Mme Catherine Morin-Desailly , rapporteure . - Comment se déterminent les acteurs face aux pistes d'évolution que vous avez évoquées ?

Mme Anne Thida Norodom. - Chacun défend un modèle qui lui est favorable. Dans le secteur privé, il est de fervents défenseurs du modèle multiacteurs. Les fondateurs de l'Internet, comme Vinton Cerf ou Tim Berners-Lee, sont clairement opposés à un modèle qui laisserait plus de place aux États. Internet est pour eux un espace de liberté échappant à la compétence des États.

Les États, quant à eux, veulent revaloriser leur rôle. L'idéal serait pour eux d'aller vers un modèle d'organisation internationale soit hybride, mais leur laissant plus de marge de manoeuvre, soit classique, mais ils ont conscience que le plus facile sera sans doute de renforcer le rôle du GAC. Certains États, comme la Russie ou la Chine, penchent nettement vers le modèle intergouvernemental de l'UIT. Le Brésil aussi semble-t-il. Nous verrons ce qu'il ressortira du sommet qui doit s'y tenir et quelle légitimité sera reconnue aux États...

Mme Catherine Morin-Desailly , rapporteure . - Quelle vision avez-vous du Safe Harbor ? Comment faire pour que les Américains se conforment au droit européen en matière de protection des données ?
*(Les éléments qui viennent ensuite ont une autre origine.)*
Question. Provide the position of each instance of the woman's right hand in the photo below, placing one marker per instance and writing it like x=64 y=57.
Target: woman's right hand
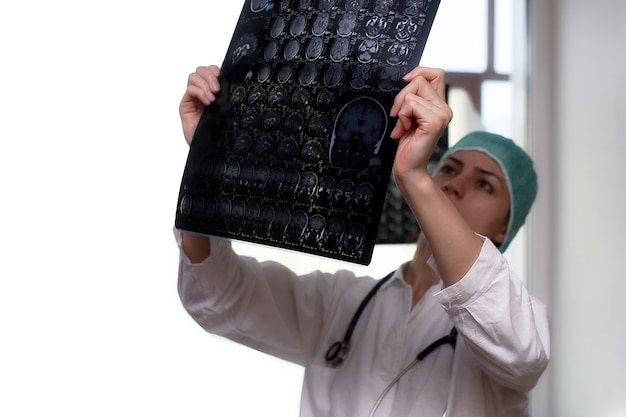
x=202 y=86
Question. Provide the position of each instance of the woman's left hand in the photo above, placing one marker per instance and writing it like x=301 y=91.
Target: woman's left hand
x=423 y=115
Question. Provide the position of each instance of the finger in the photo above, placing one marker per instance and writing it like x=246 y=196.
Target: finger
x=433 y=76
x=210 y=74
x=420 y=87
x=199 y=88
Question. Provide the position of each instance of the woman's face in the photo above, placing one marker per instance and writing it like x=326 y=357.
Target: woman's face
x=477 y=187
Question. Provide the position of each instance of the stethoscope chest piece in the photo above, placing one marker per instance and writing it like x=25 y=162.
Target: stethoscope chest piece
x=336 y=354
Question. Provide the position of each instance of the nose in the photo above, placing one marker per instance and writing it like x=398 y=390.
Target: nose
x=454 y=186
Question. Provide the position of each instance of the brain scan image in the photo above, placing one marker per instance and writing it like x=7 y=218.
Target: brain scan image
x=285 y=5
x=278 y=26
x=354 y=5
x=290 y=183
x=333 y=74
x=245 y=46
x=343 y=193
x=384 y=6
x=232 y=175
x=264 y=73
x=325 y=189
x=238 y=211
x=314 y=231
x=353 y=238
x=360 y=76
x=367 y=51
x=297 y=25
x=307 y=74
x=413 y=7
x=223 y=213
x=271 y=121
x=364 y=194
x=250 y=119
x=284 y=73
x=347 y=24
x=291 y=49
x=319 y=125
x=303 y=5
x=375 y=27
x=314 y=49
x=297 y=224
x=320 y=23
x=306 y=188
x=270 y=50
x=238 y=96
x=301 y=98
x=261 y=175
x=265 y=147
x=243 y=144
x=405 y=29
x=312 y=151
x=334 y=234
x=397 y=53
x=287 y=148
x=296 y=157
x=389 y=78
x=277 y=175
x=245 y=176
x=250 y=218
x=358 y=133
x=257 y=95
x=258 y=5
x=327 y=4
x=339 y=49
x=266 y=217
x=280 y=223
x=326 y=98
x=278 y=96
x=294 y=123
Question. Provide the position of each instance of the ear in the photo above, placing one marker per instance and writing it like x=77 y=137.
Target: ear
x=498 y=238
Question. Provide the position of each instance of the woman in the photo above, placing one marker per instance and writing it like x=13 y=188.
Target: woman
x=457 y=281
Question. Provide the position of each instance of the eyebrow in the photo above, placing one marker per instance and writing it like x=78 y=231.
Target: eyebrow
x=479 y=169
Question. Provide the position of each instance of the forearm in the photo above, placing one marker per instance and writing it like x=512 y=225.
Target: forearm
x=506 y=330
x=196 y=247
x=454 y=245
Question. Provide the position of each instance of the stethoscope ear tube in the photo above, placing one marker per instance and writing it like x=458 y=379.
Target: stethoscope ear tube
x=338 y=351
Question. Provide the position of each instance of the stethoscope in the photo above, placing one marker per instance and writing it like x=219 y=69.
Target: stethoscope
x=338 y=351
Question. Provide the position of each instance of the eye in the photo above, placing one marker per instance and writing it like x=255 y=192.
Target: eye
x=485 y=185
x=446 y=170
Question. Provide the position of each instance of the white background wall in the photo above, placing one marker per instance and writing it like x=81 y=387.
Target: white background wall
x=579 y=67
x=90 y=160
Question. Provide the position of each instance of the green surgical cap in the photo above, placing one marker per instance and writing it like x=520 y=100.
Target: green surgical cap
x=518 y=170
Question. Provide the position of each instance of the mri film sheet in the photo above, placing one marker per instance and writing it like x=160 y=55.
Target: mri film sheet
x=295 y=151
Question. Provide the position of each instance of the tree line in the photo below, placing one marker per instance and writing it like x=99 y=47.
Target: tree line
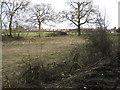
x=21 y=12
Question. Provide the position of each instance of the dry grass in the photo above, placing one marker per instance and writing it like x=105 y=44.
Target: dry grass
x=49 y=49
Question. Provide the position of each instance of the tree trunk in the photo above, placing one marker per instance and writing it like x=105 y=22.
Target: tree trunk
x=39 y=29
x=10 y=26
x=79 y=32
Mme Anne Thida Norodom. - Le mécanisme du Safe Harbor pose, semble-t-il, des problèmes d'application. La gouvernance de l'Internet est un système hybride, auquel participent des acteurs privés. Le problème majeur du Safe Harbor tient au fait qu'il ne s'agit pas d'un instrument classique, de type convention internationale. La protection des données exige une collaboration internationale, et transnationale. Beaucoup d'États veulent plus de garanties de droit, plus de précision en matière de protection des données. Je ne partage pas cette analyse. Les spécialistes du droit privé ou du droit européen veulent davantage de régulation par le droit, tel n'est pas le cas des spécialistes du droit international public, dont je suis. Car nous craignons une rapide obsolescence du droit au regard de l'évolution très rapide des techniques. Pousser vers toujours plus de droit pourrait décrédibiliser les règles de droit. Mieux vaut, à mon sens, s'appuyer sur des principes généraux existants, comme le principe de protection de la vie privée, et des instruments contraignants qui ont déjà été adoptés. Une collègue européaniste vous dirait sans doute le contraire, mais n'en reconnaît pas moins que le règlement devient très complexe, très technique, au risque de mettre en cause sa crédibilité juridique.

M. Gaëtan Gorce , président . - Nous vous remercions de ces éclairages.